Yesterday I used fstringify <https://pypi.org/project/fstringify/>to 
convert all % strings to f-strings in Leo's core.  The results are in the 
fstring 
branch <https://github.com/leo-editor/leo-editor/tree/fstring>.

*Status*

The code is probably safe to merge into devel.  All unit tests pass and 
pylint is happy with all the changes.

However, I am dithering about what, if anything, to do with all the 
changes, for reasons that I'll now discuss.

*Procedure*

Using fstringify was a snap:  "fstringify leo\core" took under 3 seconds.

*Small glitches*

In some cases, fstringify converted if trace: g.trace(...) to if 
trace:g.trace(...).  That is, it removed the space after "if trace:".

fstringify did not convert strings containing the "f" format, such as 
"%5.2f". I converted them by hand.

fstringify did not convert string formats containing the minus sign.

fstringify sometimes added an unnecessary set of parentheses inside the 
curly braces.

fstringify sometimes created quite long lines.  I typically broke them into 
separate f-strings by hand.


*Regex problems*

fstringify does not handle regex strings well.  It drops the "r" prefix and 
doubles backspaces.  I backed out of all such changes.

*Second thoughts*

I spent several hours looking at diffs, and tweaking the results.  At 
first, I was happy with what I saw.  Gradually, however, I realized that I 
wasn't always pleased.

For simple messages, f-strings seem fine:

at.error(f"can not open {fileName}")
at.error(f"Exception reading {fileName}")
at.error(f"@all not valid in: {p.h}")
g.es(f"{timestamp}created: {fileName}")

etc.  This covers a great deal of Leo's strings

Key-value pairs work particularly well with f-strings:

def print_stats(self):
    print(f"changed nodes  {self.n_changed_nodes}")
    print(f"tokens         {self.n_input_tokens}")
    print(f"len(code_list) {self.n_output_tokens}")
    print(f"len(s)         {self.n_strings}")
    print(f"parse          {self.parse_time:4.2f}")
    print(f"tokenize       {self.tokenize_time:4.2f}")
    print(f"format         {self.beautify_time:4.2f}")
    print(f"check          {self.check_time:4.2f}")
    print(f"total          {self.total_time:4.2f}")

Messages involving counts seem a tad less clear, imo.  Compare:

g.es(f"finished. {at.sameFiles} unchanged files")
g.es("finished. %s unchanged files" % (at.sameFiles))

Messages involving g.plural are significantly less clear.
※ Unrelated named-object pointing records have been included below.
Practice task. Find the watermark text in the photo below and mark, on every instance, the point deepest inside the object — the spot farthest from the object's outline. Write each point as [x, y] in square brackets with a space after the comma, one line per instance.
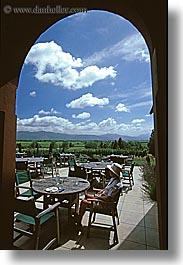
[46, 10]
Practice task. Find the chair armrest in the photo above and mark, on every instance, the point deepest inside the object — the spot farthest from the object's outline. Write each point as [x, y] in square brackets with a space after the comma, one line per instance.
[100, 201]
[95, 189]
[48, 210]
[23, 187]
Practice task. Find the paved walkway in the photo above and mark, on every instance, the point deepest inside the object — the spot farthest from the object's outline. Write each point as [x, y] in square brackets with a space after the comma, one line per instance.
[138, 228]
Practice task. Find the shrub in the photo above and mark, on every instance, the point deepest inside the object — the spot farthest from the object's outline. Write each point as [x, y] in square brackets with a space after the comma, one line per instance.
[149, 181]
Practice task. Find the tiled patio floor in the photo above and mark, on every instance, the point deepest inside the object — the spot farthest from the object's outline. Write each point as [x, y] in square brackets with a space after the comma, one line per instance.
[137, 230]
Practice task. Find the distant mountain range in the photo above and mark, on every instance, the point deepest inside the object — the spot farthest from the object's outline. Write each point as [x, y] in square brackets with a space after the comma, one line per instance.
[21, 135]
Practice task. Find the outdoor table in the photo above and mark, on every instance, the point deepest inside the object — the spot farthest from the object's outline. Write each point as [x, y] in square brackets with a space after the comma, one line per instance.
[118, 158]
[100, 166]
[35, 161]
[94, 170]
[30, 159]
[59, 187]
[65, 157]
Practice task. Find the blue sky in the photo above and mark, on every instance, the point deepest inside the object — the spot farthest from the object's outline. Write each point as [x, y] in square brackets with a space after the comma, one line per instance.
[87, 74]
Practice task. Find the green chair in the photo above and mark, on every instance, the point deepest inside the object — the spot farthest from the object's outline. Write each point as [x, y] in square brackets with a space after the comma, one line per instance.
[99, 206]
[48, 166]
[127, 176]
[29, 220]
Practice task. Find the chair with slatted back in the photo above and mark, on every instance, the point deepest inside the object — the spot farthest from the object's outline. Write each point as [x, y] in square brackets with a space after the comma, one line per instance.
[23, 185]
[99, 206]
[48, 166]
[127, 176]
[29, 220]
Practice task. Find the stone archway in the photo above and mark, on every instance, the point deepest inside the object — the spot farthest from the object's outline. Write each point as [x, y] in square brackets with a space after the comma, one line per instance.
[16, 42]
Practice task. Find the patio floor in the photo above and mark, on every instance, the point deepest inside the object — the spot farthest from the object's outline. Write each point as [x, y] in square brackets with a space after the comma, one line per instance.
[137, 230]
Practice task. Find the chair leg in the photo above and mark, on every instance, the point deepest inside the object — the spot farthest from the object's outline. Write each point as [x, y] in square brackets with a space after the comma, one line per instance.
[37, 235]
[115, 230]
[94, 216]
[89, 223]
[58, 226]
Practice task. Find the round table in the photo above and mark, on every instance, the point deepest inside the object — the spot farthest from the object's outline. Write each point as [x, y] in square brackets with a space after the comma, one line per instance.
[67, 187]
[95, 165]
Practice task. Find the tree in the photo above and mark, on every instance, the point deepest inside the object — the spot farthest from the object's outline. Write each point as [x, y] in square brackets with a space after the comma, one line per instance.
[52, 145]
[151, 145]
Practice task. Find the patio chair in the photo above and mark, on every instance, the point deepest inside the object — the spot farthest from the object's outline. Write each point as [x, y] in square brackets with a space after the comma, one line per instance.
[48, 166]
[77, 172]
[99, 206]
[127, 176]
[23, 185]
[26, 213]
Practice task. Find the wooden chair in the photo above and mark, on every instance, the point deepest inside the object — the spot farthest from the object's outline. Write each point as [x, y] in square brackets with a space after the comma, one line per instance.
[48, 166]
[127, 176]
[23, 185]
[27, 213]
[109, 208]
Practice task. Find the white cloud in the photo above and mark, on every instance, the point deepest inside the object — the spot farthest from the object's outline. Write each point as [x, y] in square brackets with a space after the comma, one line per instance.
[121, 108]
[87, 100]
[138, 121]
[60, 68]
[83, 115]
[62, 125]
[131, 48]
[141, 104]
[32, 93]
[51, 111]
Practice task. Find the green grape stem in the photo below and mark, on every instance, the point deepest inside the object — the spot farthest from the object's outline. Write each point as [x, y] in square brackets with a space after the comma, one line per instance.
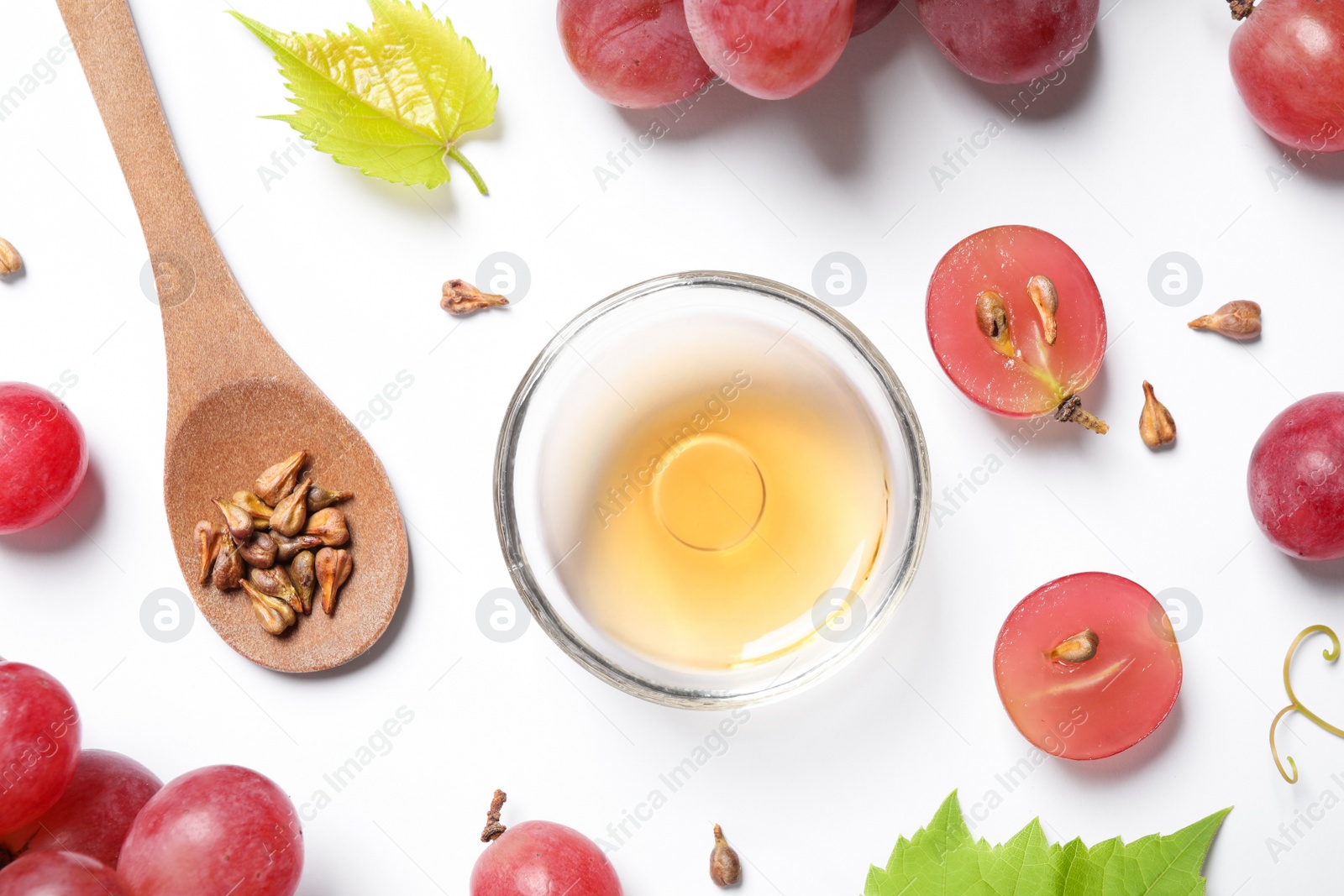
[1068, 407]
[456, 155]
Compare:

g.es_print(f"beautified {n} node{g.plural(n)}")
g.es_print(f"beautified %s node%s" % (n, g.plural(n))

The second %s stands for either "s" or "", which is like a pun.

Finally, f-strings can sometimes be *much* less clear than % strings. This 
happens when:

1. the % string represents a pattern, and
2. we *don't much care* what the actual values are.

Much of the code in leoAst.py is like this.  Some examples:

if node.bases:
    bases = [self.format(z, self.level) for z in node.bases]
    s = 'class %s(%s):' % (node.name, ','.join(bases))
else:
    s = 'class %s:' % node.name
s = 'def %s(%s):' % (node.name, args)
s = '%s=%s' % (target, value)

Patterns appear in various other places in Leo's core:

attr = ' %s="%s"' % (key, xml.sax.saxutils.escape(val))
pane = '%s:' % (bi.pane)
return '<ModeInfo %s>' % self.name
key = '%s:%s' % (self.language, id(self))

Asserts are a common example:

assert aCondition, "Fail %s, expected %s, got %s" (
    why, expected, result)

I quite like this pattern.  It works well  regardless of the length of the 
three expressions. With f-strings it becomes:

assert aCondition, f"Fail {why}, expected {expected}, got {got}"

This is clumsy when the actual expressions are lengthy.  Understand?

*Summary*

f-strings are excellent in the following situations:

1. Simple messages.
2. Lists of key-value pairs.

f-strings are less clear in several other situations.

I don't recommend f-strings when the % string represents an important 
pattern.

I'll continue to review diffs to see if any clear preference emerges.